Side 2 elaborates even further.  “Fumblin’ With The Blues” spills out like a decorated New Orleans funeral march, but at least offers the desires of the song’s narrator rather than just presenting a snapshot of his predicament.  “You know the ladies I’ve been seein’ off and on/Well they spend your love and then they’re gone/And you can’t be lovin’ someone who’s selfish and cruel/They take your love and then they leave on out of town,” laments Waits to a backdrop of Tom Scott on clarinet (!), Melvoin on electric piano, Brashear once again, and the muscular upright bass of Jim Hughart.  Waits’ subject eventually concedes “Whisper tell me I’m the one.”  He’s looking for a lasting love and he ain’t finding it in this sleepy town.

“Please Call Me, Baby” presents a man who can’t seem to stop scrappin’ with his woman, but he wishes she were back with him every time he turns her away.  This is how Waits’ characters come across as more human than the romanticized archetypes you’ll find in other artists’ songs.  This guy is not perfect and he’s equally evil and honorable: “I admit I ain’t no angel/I admit I ain’t no saint/I’m selfish, I’m cruel/But you’re blind.”  Yet the best glimpse into the life of someone wrestling with the realities of his lot in life is set before us on the side’s closer, “The Ghosts Of Saturday Night (After Hours At Napoleone’s Pizza House).”  The music is played by Waits and Hughart alone, with Waits’ lyrics spoken rather than sung.  It’s a third person view of a man riding in a taxi and remembering a place he’s either just left or is going back to again – a service station/greasy spoon with both a breakfast and ring and valve special advertised out front.  The Saturday nights come and go for all of us, but there are those that stay behind and sweep up the ghosts we’ve abandoned as Sunday morning creeps in.  The promises and disappointments of Saturday night may touch any of us at some point in our lives, but the myth of its glories are greatly exaggerated.  Saturday is merely one night out of seven and one day stacks on top of another despite the significance we attach to any of them singularly.  Further, life goes on and yours may be rather similar to that of the next person walking through the door.

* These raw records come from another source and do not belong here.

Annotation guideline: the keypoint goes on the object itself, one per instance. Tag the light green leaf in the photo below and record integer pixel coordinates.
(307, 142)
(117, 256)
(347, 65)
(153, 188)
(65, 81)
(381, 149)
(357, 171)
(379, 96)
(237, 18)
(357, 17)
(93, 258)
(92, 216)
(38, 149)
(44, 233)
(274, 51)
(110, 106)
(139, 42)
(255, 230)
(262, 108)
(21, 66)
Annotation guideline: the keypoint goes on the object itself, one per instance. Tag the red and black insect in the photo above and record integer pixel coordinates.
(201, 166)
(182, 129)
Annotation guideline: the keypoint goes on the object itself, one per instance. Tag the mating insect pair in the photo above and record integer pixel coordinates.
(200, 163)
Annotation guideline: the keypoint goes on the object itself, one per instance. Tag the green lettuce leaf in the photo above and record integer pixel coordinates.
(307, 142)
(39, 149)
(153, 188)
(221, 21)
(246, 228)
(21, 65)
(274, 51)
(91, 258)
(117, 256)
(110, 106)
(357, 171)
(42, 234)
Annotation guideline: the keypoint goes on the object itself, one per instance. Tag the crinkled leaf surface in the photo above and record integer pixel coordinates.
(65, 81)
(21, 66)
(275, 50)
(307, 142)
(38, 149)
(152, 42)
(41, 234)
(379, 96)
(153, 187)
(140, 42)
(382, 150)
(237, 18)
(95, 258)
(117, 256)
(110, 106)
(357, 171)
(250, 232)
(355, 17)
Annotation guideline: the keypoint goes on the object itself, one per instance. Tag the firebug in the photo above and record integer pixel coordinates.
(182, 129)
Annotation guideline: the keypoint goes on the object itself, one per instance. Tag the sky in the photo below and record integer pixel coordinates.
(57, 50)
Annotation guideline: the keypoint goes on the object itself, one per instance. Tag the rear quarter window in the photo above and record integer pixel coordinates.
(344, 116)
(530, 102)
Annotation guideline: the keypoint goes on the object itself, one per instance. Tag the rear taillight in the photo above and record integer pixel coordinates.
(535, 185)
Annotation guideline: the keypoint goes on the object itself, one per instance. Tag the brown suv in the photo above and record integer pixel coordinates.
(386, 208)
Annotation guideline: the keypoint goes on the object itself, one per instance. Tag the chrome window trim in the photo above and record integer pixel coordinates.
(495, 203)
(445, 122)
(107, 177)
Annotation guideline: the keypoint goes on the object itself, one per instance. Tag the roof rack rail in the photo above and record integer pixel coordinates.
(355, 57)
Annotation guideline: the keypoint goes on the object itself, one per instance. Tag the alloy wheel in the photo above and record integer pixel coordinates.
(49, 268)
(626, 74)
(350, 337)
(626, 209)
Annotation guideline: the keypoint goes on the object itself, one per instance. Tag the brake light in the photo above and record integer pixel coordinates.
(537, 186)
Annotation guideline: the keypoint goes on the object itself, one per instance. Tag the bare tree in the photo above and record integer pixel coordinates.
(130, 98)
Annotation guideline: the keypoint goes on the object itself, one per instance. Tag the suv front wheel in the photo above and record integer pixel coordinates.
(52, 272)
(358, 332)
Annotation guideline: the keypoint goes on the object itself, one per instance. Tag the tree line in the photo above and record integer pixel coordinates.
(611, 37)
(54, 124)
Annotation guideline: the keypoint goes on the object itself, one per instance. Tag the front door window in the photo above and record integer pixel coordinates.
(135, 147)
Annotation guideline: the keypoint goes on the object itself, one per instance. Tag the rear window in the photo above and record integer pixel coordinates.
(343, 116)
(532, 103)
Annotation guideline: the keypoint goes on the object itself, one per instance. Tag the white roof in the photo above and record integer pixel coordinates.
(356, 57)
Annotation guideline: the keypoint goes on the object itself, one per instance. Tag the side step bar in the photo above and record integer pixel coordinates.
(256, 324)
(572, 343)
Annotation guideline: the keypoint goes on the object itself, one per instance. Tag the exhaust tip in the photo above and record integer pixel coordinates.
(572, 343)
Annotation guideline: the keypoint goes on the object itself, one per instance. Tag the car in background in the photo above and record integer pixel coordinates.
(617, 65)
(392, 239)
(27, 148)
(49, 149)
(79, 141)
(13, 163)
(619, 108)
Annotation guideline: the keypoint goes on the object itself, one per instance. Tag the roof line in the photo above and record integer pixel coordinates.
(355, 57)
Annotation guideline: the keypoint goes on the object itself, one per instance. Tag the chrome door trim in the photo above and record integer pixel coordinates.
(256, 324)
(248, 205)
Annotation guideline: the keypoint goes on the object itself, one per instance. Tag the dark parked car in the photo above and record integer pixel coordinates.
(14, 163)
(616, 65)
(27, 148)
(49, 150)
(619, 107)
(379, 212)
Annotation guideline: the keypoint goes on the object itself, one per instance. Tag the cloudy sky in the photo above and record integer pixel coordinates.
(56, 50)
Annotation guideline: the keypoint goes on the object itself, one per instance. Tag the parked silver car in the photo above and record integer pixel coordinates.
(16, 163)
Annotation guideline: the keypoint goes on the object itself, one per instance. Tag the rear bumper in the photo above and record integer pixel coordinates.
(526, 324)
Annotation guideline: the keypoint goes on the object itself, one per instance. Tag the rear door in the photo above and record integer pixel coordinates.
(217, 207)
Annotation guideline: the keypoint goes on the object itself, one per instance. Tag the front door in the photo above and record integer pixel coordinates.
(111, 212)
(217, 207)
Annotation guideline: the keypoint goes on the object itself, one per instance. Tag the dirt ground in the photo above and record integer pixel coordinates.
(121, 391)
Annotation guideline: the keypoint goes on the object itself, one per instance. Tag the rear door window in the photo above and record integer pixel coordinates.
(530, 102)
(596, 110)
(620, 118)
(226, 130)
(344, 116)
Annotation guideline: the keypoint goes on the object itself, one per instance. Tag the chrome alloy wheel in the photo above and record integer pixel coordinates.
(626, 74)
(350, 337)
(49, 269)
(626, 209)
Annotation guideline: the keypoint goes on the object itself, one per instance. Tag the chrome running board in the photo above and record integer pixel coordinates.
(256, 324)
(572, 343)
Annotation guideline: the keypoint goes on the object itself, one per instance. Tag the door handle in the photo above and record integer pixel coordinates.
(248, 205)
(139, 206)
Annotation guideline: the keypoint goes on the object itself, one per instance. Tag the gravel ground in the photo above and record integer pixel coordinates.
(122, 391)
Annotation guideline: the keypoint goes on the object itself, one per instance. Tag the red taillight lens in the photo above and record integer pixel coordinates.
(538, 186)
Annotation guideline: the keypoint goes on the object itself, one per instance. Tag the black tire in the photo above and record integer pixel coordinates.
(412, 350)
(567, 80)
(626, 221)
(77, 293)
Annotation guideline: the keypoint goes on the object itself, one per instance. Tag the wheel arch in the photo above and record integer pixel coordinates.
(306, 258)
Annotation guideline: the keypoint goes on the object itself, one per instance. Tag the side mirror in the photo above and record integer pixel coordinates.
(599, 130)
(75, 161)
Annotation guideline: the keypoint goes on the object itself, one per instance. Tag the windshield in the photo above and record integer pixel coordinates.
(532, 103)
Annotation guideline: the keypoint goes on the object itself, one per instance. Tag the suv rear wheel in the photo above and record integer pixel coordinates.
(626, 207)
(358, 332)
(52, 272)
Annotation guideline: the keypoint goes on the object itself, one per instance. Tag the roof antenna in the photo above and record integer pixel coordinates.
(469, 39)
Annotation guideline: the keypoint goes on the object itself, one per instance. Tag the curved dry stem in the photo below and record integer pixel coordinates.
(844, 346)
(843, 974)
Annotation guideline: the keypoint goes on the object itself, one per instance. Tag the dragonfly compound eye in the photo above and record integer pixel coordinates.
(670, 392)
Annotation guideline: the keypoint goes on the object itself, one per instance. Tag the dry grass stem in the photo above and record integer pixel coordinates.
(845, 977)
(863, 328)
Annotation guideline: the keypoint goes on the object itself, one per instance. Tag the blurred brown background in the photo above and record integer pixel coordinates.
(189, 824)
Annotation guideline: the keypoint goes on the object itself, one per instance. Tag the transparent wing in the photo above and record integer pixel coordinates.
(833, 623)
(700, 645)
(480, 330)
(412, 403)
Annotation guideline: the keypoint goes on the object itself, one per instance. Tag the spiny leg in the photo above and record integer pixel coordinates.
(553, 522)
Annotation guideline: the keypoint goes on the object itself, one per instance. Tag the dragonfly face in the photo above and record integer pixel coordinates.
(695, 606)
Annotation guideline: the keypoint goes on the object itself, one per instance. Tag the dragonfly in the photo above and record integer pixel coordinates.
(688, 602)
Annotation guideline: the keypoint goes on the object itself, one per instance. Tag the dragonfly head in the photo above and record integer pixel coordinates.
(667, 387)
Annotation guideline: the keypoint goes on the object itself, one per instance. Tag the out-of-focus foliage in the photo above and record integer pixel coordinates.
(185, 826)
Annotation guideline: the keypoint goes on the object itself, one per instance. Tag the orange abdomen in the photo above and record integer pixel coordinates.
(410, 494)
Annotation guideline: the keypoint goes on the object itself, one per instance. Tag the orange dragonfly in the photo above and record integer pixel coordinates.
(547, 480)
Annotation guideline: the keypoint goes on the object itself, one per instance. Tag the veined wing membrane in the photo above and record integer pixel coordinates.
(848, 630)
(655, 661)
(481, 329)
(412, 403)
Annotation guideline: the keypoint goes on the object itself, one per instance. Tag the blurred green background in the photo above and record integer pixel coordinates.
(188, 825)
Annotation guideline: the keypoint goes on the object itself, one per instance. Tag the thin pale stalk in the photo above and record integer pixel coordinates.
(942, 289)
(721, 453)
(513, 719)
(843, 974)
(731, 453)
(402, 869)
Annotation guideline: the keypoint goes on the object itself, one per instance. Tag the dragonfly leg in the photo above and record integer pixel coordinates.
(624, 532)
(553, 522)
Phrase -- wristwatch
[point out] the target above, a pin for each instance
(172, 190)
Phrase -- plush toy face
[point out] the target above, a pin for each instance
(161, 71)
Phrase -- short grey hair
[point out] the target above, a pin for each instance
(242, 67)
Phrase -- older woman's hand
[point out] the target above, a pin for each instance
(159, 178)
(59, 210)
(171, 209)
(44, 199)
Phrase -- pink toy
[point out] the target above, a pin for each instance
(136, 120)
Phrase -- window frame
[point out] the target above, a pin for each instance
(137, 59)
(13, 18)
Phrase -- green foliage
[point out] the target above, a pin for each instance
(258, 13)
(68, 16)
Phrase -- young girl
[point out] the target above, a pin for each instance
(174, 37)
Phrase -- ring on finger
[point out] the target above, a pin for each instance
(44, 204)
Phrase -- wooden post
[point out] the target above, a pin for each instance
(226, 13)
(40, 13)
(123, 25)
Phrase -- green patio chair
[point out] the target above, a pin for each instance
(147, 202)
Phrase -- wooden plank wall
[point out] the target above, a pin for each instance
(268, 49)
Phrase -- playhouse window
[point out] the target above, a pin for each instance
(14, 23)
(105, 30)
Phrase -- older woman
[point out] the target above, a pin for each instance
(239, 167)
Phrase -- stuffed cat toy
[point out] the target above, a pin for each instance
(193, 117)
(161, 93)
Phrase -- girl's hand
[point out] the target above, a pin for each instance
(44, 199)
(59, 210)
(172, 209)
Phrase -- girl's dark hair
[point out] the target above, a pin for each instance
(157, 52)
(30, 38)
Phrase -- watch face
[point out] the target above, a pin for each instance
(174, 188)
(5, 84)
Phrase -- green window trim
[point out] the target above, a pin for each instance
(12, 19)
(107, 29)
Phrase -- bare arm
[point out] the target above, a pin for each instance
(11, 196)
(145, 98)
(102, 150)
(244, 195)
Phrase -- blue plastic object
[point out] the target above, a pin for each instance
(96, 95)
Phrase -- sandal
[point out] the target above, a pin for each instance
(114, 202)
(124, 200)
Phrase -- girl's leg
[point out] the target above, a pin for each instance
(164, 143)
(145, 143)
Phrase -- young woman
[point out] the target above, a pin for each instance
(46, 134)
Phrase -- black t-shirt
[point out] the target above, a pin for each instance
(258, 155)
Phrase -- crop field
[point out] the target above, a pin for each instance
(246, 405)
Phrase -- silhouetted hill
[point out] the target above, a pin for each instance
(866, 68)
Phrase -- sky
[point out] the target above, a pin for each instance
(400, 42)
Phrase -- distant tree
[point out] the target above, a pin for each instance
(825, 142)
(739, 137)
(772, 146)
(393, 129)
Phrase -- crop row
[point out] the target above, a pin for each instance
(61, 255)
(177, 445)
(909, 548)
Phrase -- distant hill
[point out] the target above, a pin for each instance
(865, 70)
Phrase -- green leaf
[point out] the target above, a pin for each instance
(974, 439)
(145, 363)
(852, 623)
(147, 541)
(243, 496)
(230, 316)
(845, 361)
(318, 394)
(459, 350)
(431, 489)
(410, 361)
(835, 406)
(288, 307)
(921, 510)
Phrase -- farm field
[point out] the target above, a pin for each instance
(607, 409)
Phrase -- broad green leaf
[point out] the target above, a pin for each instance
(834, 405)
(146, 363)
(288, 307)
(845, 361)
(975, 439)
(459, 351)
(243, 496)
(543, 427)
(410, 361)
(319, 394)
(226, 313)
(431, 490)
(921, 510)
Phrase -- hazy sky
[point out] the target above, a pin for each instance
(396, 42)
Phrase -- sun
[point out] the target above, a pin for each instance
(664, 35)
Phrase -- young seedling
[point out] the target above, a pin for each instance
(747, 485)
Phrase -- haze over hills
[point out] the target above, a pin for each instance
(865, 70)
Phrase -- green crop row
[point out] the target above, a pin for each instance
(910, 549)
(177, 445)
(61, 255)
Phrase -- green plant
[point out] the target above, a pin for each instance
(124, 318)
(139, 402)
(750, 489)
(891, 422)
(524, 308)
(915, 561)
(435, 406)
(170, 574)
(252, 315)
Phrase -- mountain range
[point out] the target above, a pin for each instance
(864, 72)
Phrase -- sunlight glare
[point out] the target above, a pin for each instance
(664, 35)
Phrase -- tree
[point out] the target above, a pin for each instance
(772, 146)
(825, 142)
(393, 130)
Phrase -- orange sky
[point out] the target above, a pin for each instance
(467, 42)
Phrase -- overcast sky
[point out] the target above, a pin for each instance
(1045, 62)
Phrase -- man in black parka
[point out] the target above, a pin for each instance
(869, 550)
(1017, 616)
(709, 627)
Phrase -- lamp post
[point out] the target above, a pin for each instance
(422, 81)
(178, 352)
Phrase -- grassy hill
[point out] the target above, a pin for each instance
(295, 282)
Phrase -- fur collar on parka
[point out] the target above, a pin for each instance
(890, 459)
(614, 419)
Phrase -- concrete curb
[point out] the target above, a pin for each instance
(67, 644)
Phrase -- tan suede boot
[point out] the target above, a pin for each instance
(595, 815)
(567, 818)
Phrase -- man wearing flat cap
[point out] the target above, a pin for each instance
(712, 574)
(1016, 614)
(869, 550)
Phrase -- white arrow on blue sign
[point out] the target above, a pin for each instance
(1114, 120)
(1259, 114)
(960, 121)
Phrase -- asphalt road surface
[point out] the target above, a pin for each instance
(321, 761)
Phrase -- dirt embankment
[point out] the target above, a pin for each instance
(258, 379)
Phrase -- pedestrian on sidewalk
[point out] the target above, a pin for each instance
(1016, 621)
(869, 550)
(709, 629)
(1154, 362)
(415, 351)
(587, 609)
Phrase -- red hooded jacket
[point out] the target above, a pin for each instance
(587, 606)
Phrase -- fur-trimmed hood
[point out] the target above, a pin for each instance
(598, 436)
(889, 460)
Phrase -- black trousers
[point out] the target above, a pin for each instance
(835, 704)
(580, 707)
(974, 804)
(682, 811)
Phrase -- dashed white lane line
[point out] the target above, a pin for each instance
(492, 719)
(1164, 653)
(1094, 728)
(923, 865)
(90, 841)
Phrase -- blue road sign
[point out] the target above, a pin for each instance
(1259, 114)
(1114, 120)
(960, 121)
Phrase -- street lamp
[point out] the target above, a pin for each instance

Tom Waits is an artist and a poet, taking music to levels seldom reached by his fellow songwriters.  He tried valiantly to get his statements out to us in a method acceptable to the record buying public in the ‘70s, but ultimately chose to focus solely on the art and not the medium.  The things you may love about Wait’s current material were also present on his early releases, but were obscured by convention.  Do yourself a favor and revisit Waits’ old stuff, and get it on vinyl.  You’ll hear that this is music that’s timeless and beautiful in its ugly depictions.  You’ll also want an occasional reminder that you’re not too different from a lot of other people in the world, and Waits probably sang your story at least once on each one of his records.